Siempre he rechazado la conceptualización colectiva del término felicidad como un estado que alcanzamos cada cierto tiempo y cuya duración tiene fecha de vencimiento. Mi teoría se centra en la lucha constante por lograr lo que nos proponemos, esa necesidad de un “algo” y el esfuerzo que concentramos en alcanzarlo es lo que yo denomino felicidad. Exclamar frases como “hasta que no lo alcance, no seré feliz” no es más que una mala costumbre bien arraigada, que nos forja a ignorar el hecho de ser felices solo emprendiendo un viaje cuyo destino final es nuestro objetivo inicial.
Por tanto, si las personas creen que la felicidad es un momentico y ya, me pregunto ¿nuestro día a día es entonces un estado de infelicidad crónica? Seria esto injusto con la vida, incluso cuando ella a veces no es tan justa con nosotros. La plenitud total es lo que sobreviene a resistir las turbulentas tormentas y vencer todos los obstáculos que te separaban de tu tan anhelada meta, y aunque su duración es limitada, representa el final de un ciclo pero muy bien, el inicio de otro.
La infelicidad no se produce por las dificultades propias del viaje, ya que estas las tanteamos una vez que trazamos el camino a transitar hacia nuestro objetivo. Por ende, la infelicidad no es el producto de algo estático y previsible, pero si de algo que surge sorpresivamente en contra tuya y de nadie más, un generador de sufrimiento personalizado que no te plantea un reto –como lo haría el obstáculo-, pero si daña esmeradamente tu frágil alma, tus sentimientos puros y tus sueños inocentes. Es decir, la infelicidad no es producto de un algo que te impide seguir, es resultado de un alguien que te lesiona para que no sigas.
Hace casi un año mi travesía = felicidad en búsqueda de la plenitud total, se tornó oscura y fea, idéntica a aquel dibujo que mostró la psicólogo en una clase de psicología médica, y cuyo análisis personal me convirtió en la deprimida-suicida del salón. Un camino oscuro y solitario, con un monstruo escondido que conoce tus pasos y, situaciones terribles, espeluznantes e hirientes. Y así fue mí recorrido durante algunos meses, hasta que un buen día todo empezó a iluminarse, todo excepto esos rastros de oscuridad y amenaza constantes dentro de mi alma.

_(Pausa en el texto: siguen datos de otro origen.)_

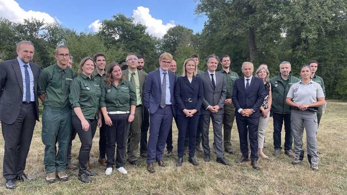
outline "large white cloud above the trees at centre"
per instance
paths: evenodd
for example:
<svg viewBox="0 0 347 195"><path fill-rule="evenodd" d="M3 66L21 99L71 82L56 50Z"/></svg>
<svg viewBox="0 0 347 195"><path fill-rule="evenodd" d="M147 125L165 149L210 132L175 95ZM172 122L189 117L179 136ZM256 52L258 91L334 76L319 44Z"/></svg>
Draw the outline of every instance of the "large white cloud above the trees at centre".
<svg viewBox="0 0 347 195"><path fill-rule="evenodd" d="M147 32L154 37L162 37L166 34L167 30L176 26L175 21L170 21L167 24L162 24L162 20L153 18L149 14L149 9L145 7L137 7L133 10L133 19L135 23L143 24L147 27Z"/></svg>

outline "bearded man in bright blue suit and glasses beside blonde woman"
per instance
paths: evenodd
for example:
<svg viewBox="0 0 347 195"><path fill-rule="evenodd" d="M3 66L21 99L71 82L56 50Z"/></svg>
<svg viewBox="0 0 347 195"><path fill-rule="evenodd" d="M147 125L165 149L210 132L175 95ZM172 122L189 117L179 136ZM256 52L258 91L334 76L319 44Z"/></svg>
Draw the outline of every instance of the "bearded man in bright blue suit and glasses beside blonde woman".
<svg viewBox="0 0 347 195"><path fill-rule="evenodd" d="M150 113L150 129L147 151L147 170L155 172L154 160L159 166L166 166L163 158L165 141L176 112L176 101L173 97L176 75L168 71L172 55L162 53L159 57L160 68L150 72L143 88L143 103Z"/></svg>

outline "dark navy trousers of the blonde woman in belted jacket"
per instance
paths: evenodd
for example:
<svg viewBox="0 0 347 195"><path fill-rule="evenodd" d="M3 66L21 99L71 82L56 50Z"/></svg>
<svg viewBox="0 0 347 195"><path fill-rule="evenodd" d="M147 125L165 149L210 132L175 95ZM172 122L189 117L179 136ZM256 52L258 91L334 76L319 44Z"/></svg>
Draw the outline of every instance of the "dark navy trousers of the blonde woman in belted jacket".
<svg viewBox="0 0 347 195"><path fill-rule="evenodd" d="M199 116L186 117L185 115L177 115L179 129L179 139L177 141L177 153L179 158L182 158L185 152L186 135L189 138L189 157L194 157L196 146L196 135L199 123Z"/></svg>

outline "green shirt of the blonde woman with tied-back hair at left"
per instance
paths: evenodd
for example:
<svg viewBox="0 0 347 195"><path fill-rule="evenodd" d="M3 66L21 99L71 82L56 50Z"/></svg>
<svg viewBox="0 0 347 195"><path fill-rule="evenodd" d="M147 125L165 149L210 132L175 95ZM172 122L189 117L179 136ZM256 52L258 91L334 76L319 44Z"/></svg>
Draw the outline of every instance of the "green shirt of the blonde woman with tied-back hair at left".
<svg viewBox="0 0 347 195"><path fill-rule="evenodd" d="M70 103L72 109L80 107L85 119L98 119L99 102L101 97L101 89L98 81L83 73L80 73L73 79L70 86ZM72 116L76 115L72 111Z"/></svg>

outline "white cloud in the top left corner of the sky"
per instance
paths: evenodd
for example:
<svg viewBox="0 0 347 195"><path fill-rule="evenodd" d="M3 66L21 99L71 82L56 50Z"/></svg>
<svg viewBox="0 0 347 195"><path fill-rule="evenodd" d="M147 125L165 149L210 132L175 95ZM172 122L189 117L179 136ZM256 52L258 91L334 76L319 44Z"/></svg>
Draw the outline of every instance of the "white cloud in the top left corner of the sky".
<svg viewBox="0 0 347 195"><path fill-rule="evenodd" d="M55 23L56 21L59 21L56 17L55 20L49 14L44 12L32 10L25 11L15 0L0 0L0 18L1 17L16 23L23 23L24 19L31 18L38 19L40 21L44 20L45 23Z"/></svg>

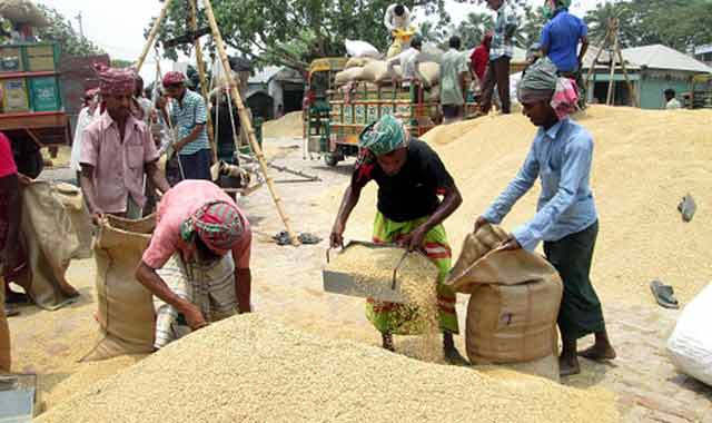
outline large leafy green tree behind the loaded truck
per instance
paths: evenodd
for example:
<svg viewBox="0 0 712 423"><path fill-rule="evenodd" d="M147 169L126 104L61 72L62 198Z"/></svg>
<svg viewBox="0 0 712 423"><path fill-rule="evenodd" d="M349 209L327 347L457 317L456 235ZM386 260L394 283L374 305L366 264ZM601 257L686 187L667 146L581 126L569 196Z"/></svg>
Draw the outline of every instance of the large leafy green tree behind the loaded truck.
<svg viewBox="0 0 712 423"><path fill-rule="evenodd" d="M190 1L190 0L187 0ZM418 8L447 23L449 17L445 0L404 1L408 8ZM260 65L279 65L306 70L318 57L343 56L346 39L373 43L380 51L389 45L389 35L383 17L390 0L214 0L218 26L228 47ZM198 0L198 3L201 3ZM186 32L186 0L172 3L161 27L159 40L165 41ZM207 24L204 12L198 16L199 27ZM151 22L152 24L152 22ZM146 31L148 33L148 29ZM431 33L432 35L432 33ZM206 38L208 51L214 51L211 38ZM177 52L190 53L192 45L167 49L164 55L177 59Z"/></svg>

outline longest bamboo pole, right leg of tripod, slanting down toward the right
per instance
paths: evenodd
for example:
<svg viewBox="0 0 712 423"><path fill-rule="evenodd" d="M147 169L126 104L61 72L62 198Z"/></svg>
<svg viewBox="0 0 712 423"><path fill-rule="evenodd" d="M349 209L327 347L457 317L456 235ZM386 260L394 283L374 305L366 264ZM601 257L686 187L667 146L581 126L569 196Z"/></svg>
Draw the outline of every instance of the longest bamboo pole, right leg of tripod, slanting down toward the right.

Recientemente leía uno de los libros que tanto me encanta revisar –el DSM IV- y encontré un trastorno que no conocía profundamente –al menos en teoría- denominado trastorno desadaptativo. Coincidiendo con sus criterios, me autodiagnostiqué. En el trastorno desadaptativo ocurre la aparición de síntomas emocionales o comportamentales como respuesta ante la presencia de un estresante, siendo el malestar producido, mayor al esperable, deteriorando la actividad social/académica/etc. Los síntomas pueden ser depresivos, ansiosos, o mixtos, yo presento uno mixto.
Lo bueno de los trastornos desadaptativos es no se escuchan voces que te dicen “matate” o deliras que todos conspiran en tu contra, tampoco se deteriora el cerebro ni pierdes muchas capacidades mentales. Se supone que una vez aplacado el factor estresante, tu vida vuelve a la normalidad en 3, 2, 1. Y lo certifico, una vez que controlas los factores desestabilizantes y tu refugio es reconstruido, vuelves a ser una persona más o menos normal y homeostática, con fe en el futuro y confianza en que no pasaras por eso de nuevo.
Hasta que, como yo, pasas por algo similar de nuevo, tu vida se desestructura de nuevo y la desesperanza predomina en mis días… de nuevo.